The Vows We Make
"...for better, for worse, for richer, for poorer, in sickness and in health, to love and to cherish, until death do us part..."
As I sat in the front row of my brother-in-laws wedding recently, and he and his beautiful bride repeated their vows, I held Anton's hand tight. I love weddings and always cry in that precious moment when two people stand facing each other, in front of their family and friends, and make this life-long covenant commitment. Tears welled up again, this time not just because of the beauty of love, but because of the pain of it too.
When we're young, healthy and in love, the world feels like a wide open door to unexplored realms of exciting and hope-filled possibilities. We feel invincible. For better. For richer. In health. To love and cherish. And it's glorious.





And now, for Anton and I, in this season, the other half of those vows are coming home to roost. For worse. For poorer. In sickness. Until death. He squeezed my hand back and snuck me a deep, committed and knowing look as their rings were exchanged.
Grey and Old
The following week, my mum and I were in the waiting room of my specialist, watching the comings and goings of fellow patients. Most are older than me and I wonder if they think I'm the caregiver for my mum, not the other way around. Anton is unable to be here, he's working away for three months, because we need the income. A huge sacrifice and burden during this already challenging season. I feel his absence daily.
Sitting there, I watched a fragile elderly couple come through the clinics doors. The old lady pushes a walking frame, an old man with a cane shuffling alongside her. I took note of their features, their weathered faces, aged and wrinkled, the paper-thin skin on their hands, the deep purple veins that protrude. Their stooped shoulders, their tentative, slow footsteps, and yet their tender connection, the life that still exists in their eyes but seems entrapped inside their frail figures. And the weekends wedding vows resonate in my ears. In sickness. For worse. To death.
This is what love looks like, long beyond the beauty and the boldness of when we fall in love. Love has a price to it. Love costs us. Love can hurt. A lot.
The Burden of Chronic Illness
I'll be thankful when Easter arrives, and along with it, the return of my husband. We'll be
celebrating 18 years married this month and I'm thankful he's the man at my side as I navigate this journey. But I also feel horrible that he has to be.
There are future challenges that await him because of my chronic yet aggressively presenting cancer: my limitations, my reduced capacity to work, days in bed overcome by illness, days of being afraid and angry and sad, days of being just so tired and incapable of contributing to daily life. The weight of my weakness. I find that so hard. I want to be like us on our wedding day - equally capable. I don't want to be the frail, fragile one. Not before age makes us both of that anyway.
When we said our vows, I did not imagine he'd to be the one having to demonstrate his commitment to in sickness, to death. I'm 8 years younger than Anton, and figured I'd be the caregiver in our relationship one day... a long way away.
Caring for Co-Survivors
My mum sent me a story written by a woman, Kristin, whose husband went through a number of significant health battles - from cancer to cardiac arrest - all while they had young children. She wrote her account as a co-survivor of critical illness, and that struck me deeply. Kristin had never really felt seen or heard as she attended appointments, visited her husband in hospital, carried the full load of their young family. She wasn't the patient. She felt like she was not supposed to need help or attention because she was not the sick one. Until one day a nurse, Roger, asked her how she was going. Roger understood that her husbands health impacted both their lives. Kristin is now an health care advocate and speaks about the importance of caring for co-survivors. Her journey resonates, not for me, but for my husband.

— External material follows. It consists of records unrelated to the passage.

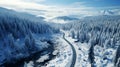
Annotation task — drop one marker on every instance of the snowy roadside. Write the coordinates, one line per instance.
(103, 57)
(64, 57)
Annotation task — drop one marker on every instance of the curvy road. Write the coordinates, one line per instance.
(74, 52)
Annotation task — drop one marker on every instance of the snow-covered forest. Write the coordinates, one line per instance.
(30, 41)
(17, 35)
(102, 34)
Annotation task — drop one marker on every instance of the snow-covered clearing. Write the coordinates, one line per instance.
(103, 57)
(64, 57)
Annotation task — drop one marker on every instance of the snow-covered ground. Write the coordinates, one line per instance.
(64, 57)
(103, 57)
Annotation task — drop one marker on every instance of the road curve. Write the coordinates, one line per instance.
(74, 52)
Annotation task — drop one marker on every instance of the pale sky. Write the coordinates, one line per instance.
(54, 8)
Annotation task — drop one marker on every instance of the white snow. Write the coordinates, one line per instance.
(64, 58)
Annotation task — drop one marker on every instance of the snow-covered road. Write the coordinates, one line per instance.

This journey with CLL is not just my journey, it's a journey both Anton and I am on, together, for better or for worse. He too needs to have the time to cry, to be held, to be supported. He too needs to be asked how he's going. He too needs breaks. The impacts of this are just as (if not more) significant for his life. This disease is a burden for both of us.
Courage, Love and Legacy
But a burden shared is more easily carried. And that's the beauty of the vows we make.
We might not know the full weight of our commitment when we glowingly make them, but they have been repeated for generations for a reason. Because those that go before us know that life is full of ups and downs. There is no guarantee how life will turn out, and there is a solid chance we will all face tragedy and trials along the way. There are times of health, happiness and blessing. Equally so, there are times of financial challenges, sickness, hurt and heartache. Much can be gained in these places of hardship though. It is where the rubber meets the road and powerful bonds are forged. Love takes commitment. Love takes continual connection. Love takes courage.
The above picture of the courageous skinny dipping old couple was the image Anton and I used on our engagement invitation: this image was and is still our hope for life in old age. With our anniversary just around the corner, today I'm so grateful for the courageous love of my husband and that he's my co-navigator as we forge forward together on this treacherous yet tremendous road.
How about you? Who plays a significant role in your life? Today's a great day to let them know they are seen and appreciated for the commitment, support and love they give to you through the ups and downs life throws your way.